Lu Vu Entendu de début janvier












Parfois, comme en ce moment, j'ai l'agréable illusion de croire que je dévore la vie, mais à ce jeu des grands appétits existentiels ne serait pas elle la grande prédatrice de temps ? En attendant de trouver une réponse pertinente à cette futile interrogation, voici la sélection habituelle des "choses" culturelles récentes que j'ai bien aimées.


Vu :
Le film Dans les champs de bataille de Danièle Arbid ***



Premier long métrage de Danièle Arbid, jeune réalisatrice libanaise, Dans les champs de bataille retrace un moment de l'histoire de relations familiales abruptes dans le Beyrouth meurtrier de 1983. Pourtant, malgré l'omniprésence et la latence du conflit, à aucun moment on ne voit de scènes militaires, car la guerre qui se joue ici est celle des itinéraires divergents des membres de cette famille en voie de désagrégation. Un père joueur de poker et destructeur, une mère aux envies d'émancipation et une grand mère despote vont donner malgré eux à Lina, jeune fille de 12 ans, la rage désespérée de la vie, dans une ville où l'urgence, l'amour, la trahison et la mort se côtoient en un vaste ballet incertain. Face au destin brisé de cette famille, exacerbé par le contexte géographique du conflit, Danièle Arbid nous livre ici une tranche de vie très réaliste, à mi-chemin entre le documentaire et la fresque historique. Bien que les dialogues soient en libanais sous-titrés en français, on est littéralement happé par ce film au fatalisme irrémédiable et à la beauté lyrique moyenne orientale.

Lu :
Futuropolis le retour ****



Bonne nouvelle pour les amateurs de BD les éditions Futuropolis en sommeil depuis une dizaine d'années vont être réactivé, grâce aux efforts conjoints de Gallimard et des éditions du Soleil qui sera le diffuseur. À son apogée, Futuropolis, créé par Etienne Robial en 1972, disposait d'un catalogue de quelques 500 titres et nombres d'auteurs talentueux ont été publiés par ce label indépendant et non des moindres : Bilal, Tardi, F'Murr, Loustal, Munos, Juillard, Gotting, Baudoin, Cestac et quelques dizaines d'autres. Futuropolis était réputée pour la qualité et les formats hors normes de ses publications.
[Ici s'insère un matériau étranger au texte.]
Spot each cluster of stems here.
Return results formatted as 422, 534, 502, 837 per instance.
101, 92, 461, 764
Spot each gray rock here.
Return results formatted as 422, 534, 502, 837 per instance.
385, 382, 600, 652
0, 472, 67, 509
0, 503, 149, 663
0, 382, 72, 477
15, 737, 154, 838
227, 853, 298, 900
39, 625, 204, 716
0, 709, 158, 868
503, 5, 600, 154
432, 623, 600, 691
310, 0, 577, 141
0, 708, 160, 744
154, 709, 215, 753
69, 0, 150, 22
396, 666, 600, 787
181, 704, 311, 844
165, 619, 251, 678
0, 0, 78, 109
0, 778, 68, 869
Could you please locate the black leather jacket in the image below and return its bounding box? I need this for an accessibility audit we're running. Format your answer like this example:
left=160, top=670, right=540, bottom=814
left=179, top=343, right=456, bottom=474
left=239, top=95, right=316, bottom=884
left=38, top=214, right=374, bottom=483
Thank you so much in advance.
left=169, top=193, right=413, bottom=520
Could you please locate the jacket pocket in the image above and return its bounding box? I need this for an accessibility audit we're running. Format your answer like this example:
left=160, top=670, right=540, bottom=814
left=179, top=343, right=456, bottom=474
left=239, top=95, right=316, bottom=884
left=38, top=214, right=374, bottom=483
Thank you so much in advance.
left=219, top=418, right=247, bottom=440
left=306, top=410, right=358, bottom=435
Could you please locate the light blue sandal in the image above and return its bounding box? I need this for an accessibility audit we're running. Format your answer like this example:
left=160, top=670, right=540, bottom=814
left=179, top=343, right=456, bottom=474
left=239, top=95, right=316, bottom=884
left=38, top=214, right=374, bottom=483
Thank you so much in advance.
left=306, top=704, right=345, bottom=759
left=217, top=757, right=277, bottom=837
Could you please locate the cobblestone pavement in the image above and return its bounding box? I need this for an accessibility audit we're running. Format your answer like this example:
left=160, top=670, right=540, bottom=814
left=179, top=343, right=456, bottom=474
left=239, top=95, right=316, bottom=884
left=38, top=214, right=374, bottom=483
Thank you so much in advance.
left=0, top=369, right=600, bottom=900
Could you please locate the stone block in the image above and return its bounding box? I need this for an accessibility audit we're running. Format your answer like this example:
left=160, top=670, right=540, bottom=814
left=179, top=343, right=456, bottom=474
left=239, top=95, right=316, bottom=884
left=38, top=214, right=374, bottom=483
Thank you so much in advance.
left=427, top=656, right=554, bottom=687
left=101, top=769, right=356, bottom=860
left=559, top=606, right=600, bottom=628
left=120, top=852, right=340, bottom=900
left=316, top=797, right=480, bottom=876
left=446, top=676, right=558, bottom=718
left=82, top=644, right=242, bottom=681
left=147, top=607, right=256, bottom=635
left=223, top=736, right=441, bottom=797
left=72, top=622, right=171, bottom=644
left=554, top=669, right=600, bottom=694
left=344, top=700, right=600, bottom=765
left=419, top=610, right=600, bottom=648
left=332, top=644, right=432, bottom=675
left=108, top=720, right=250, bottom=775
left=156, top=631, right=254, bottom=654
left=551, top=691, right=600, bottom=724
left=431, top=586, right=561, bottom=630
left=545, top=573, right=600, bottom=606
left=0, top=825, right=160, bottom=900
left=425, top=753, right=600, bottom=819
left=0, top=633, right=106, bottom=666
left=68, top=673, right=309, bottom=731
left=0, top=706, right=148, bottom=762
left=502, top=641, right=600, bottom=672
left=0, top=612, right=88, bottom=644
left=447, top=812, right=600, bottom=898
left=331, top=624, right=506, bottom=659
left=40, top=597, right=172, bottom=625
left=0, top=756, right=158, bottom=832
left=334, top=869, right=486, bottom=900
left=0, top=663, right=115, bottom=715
Si vous disposez, dans votre bibliothèque d'un ouvrage de cette maison d'édition, gardez-le précieusement, car il a toutes les chances de devenir un collector recherché et hors de prix. Et si vous êtes inquiet pour votre avenir, plutôt que de placer sottement vos petites économies dans des fonds de pension aventureux et aléatoires, achetez donc des tirages limités de Futuropolis : vous ferez ainsi oeuvre de préservation d'un élément de notre patrimoine culturelle et c'est beaucoup plus agréable à lire qu'une action de mine d'uranium !

Entendu :
Groupe: Luke / Album: La Tête en arrière ***



Dans la famille Rock Indé j'appelle Luke, fer de lance bordelais de la guitare survitaminée et de textes mordants et désenchantés. Bien sur, à la première écoute, on pourrait craindre un de ces unièmes combos d'adolescents acnéiques et révoltés prenant à partie le monde entier avec leurs états d'âme tourmentés et postpunks. Et bien oui, mais pas seulement! D'abord parce que leur musique reste mélodique et bien construite et que les paroles ont du sens. À l'époque des pseudo chanteurs arrivistes de la Star Academy (3 fois beurk), un groupe tel que Luke est rigoureusement indispensable avec des titres non anesthésiants comme Petite France, La Sentinelle ou Seveso. La difficulté avec ces jeunes gens c'est de déterminer quelles sont les meilleures chansons, car elles sont toutes vraiment bien ! Vraiment.